With the end of the final servicing mission to HST coming up, it’s comforting to know that HST will serve our astronomy needs for years to come.  It’s a grand machine and we will get lots of good science from it. Makes me glad! It was a stunning mission to watch from the comfort of my desktop computer.

But, life (and science) marches on, and there’s always another mission coming up for launch, another set of science experiments to perform, and not just in astronomy and space science, but in every corner of the science community. But, for right now, let’s look at a roundup of the news that crossed my desk since early this week.

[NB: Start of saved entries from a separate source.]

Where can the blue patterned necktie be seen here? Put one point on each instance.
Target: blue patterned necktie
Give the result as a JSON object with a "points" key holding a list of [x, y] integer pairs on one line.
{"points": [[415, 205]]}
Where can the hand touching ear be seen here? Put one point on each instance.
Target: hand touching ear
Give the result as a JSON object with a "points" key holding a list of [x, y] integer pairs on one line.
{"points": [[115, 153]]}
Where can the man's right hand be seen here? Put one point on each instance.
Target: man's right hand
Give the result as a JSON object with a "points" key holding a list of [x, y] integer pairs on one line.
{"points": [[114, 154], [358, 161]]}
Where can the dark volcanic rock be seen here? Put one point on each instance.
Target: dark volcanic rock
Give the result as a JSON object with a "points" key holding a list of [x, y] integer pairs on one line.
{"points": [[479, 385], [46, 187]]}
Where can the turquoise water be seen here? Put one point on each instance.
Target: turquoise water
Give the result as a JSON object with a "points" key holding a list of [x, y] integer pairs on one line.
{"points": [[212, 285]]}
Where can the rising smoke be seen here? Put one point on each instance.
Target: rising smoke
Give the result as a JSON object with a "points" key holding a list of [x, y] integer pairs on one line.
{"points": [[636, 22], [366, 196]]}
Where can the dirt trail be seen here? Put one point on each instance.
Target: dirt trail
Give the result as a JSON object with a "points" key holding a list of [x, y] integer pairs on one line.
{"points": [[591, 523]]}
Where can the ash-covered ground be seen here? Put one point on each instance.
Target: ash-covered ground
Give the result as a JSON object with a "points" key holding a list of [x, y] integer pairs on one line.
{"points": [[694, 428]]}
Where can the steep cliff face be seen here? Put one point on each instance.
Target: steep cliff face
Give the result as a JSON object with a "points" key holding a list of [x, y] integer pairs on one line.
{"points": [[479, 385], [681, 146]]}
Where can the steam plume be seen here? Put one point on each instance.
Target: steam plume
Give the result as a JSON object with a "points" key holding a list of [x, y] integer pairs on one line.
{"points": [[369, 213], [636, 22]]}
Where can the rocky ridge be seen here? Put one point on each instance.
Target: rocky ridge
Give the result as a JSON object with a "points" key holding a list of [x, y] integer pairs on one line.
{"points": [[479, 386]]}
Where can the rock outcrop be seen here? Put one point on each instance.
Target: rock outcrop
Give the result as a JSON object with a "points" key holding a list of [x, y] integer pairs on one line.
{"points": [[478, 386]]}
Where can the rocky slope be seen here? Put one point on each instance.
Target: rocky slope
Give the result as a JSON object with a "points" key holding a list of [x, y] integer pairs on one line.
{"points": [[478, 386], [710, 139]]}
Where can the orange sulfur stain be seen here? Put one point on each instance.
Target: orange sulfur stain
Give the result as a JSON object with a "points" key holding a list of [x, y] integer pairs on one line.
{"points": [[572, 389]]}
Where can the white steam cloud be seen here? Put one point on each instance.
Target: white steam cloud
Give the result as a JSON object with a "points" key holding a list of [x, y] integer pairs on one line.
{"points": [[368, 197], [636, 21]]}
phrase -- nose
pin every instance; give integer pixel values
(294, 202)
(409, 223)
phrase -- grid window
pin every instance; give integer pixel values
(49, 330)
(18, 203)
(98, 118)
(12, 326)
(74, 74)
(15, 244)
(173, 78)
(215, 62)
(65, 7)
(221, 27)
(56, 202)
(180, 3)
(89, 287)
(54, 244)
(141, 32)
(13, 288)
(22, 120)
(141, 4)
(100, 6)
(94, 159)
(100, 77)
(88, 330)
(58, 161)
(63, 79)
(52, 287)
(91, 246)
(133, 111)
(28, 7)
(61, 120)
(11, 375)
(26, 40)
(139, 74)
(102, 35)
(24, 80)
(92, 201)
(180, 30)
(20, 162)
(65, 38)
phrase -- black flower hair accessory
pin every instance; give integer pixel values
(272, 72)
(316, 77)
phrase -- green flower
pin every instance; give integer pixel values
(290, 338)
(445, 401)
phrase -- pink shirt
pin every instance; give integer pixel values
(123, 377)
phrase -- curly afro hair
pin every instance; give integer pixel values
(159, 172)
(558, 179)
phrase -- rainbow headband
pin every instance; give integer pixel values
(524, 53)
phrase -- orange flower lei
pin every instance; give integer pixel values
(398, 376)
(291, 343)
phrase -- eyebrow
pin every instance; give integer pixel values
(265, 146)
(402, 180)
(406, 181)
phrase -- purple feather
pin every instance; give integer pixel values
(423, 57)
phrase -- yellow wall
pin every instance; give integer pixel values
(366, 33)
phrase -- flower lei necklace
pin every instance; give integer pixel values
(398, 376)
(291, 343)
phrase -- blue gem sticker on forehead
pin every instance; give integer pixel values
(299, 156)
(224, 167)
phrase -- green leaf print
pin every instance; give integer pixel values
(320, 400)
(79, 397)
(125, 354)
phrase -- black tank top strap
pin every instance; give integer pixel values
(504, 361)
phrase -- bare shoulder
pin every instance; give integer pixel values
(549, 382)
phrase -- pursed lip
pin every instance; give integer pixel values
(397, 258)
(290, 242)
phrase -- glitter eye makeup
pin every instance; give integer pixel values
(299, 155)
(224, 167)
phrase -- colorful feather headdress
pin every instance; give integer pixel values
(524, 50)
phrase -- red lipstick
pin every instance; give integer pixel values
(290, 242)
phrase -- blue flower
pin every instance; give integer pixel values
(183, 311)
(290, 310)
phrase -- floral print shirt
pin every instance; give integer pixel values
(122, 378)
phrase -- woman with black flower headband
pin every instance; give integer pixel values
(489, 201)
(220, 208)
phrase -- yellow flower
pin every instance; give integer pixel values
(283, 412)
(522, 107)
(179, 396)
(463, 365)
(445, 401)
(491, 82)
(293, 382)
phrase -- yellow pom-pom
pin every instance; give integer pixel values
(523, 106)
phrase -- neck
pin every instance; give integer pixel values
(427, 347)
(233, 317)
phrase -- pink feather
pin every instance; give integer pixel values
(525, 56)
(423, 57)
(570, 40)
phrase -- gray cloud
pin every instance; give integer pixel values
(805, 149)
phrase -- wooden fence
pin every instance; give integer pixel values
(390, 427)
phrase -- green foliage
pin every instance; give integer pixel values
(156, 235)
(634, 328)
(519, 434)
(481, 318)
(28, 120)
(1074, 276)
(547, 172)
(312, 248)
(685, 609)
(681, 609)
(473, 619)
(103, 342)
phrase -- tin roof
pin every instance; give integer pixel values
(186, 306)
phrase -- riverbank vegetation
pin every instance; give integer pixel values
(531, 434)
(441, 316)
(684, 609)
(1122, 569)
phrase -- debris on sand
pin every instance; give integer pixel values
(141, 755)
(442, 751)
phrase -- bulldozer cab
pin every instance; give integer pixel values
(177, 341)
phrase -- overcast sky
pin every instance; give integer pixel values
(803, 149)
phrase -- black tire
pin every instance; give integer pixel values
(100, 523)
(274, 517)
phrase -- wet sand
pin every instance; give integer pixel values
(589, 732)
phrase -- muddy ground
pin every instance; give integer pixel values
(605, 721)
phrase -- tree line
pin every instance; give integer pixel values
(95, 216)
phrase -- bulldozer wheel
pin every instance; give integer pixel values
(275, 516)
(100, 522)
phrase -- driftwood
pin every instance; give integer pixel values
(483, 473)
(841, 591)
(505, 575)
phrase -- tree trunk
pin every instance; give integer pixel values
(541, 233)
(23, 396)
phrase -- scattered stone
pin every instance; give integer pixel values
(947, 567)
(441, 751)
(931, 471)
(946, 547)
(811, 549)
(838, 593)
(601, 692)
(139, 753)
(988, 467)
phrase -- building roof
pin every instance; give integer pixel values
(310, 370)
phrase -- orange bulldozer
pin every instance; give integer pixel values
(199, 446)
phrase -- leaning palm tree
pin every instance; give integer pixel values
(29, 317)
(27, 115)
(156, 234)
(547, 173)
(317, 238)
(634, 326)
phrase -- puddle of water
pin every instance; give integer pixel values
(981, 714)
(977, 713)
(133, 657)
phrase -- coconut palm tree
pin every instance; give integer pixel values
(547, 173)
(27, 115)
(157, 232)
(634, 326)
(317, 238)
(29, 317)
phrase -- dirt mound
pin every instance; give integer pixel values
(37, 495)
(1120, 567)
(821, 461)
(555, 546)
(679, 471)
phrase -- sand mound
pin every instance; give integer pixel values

The Kepler mission to find Earth-like exoplanets, for example, is in calibration and testing now that it’s in space and returning its early data. The Spitzer Space Telescope is beginning a new “warm” phase of its operations, largely because its liquid helium coolant has run out and the detectors it was keeping cool have been warming up. They can still do good science, just not the science that requires coolant to keep the detectors chilled enough to see some of the infrared wavelengths seen before.

The Herschel and Planck missions to study the birth and evolution of the universe were launched last week, and seem to be running nicely, so far.  Moon missions are in planning, and at Mars, the handlers for the Spirit rover are working on ways to get it moving again from its dust pit location.  SETI institute is celebrating 10 years of SETI@Home – the massive distributed computing project that is searching for signals from elsewhere that might indicate intelligent life elsewhere.  The National Radio Astronomy Observatory announced the discovery of a double star system that seems to be birthing one of the fastest-spinning pulsars yet seen. University of Chicago scientists have a new gravity-wave probe that will begin taking data in June, and astronomers in California and France are developing new ways to use the intrinsic brightness of certain types of supernovae to determine cosmic distances more accurately. Finally, the NSF is using the popularity of the movie Angels and Demons to talk about the science of the Large Hadron Collider at the particle physics laboratory at CERN.

Science is ongoing; it’s part of our lives, and we’re part of it. Fascinating, as Spock would say.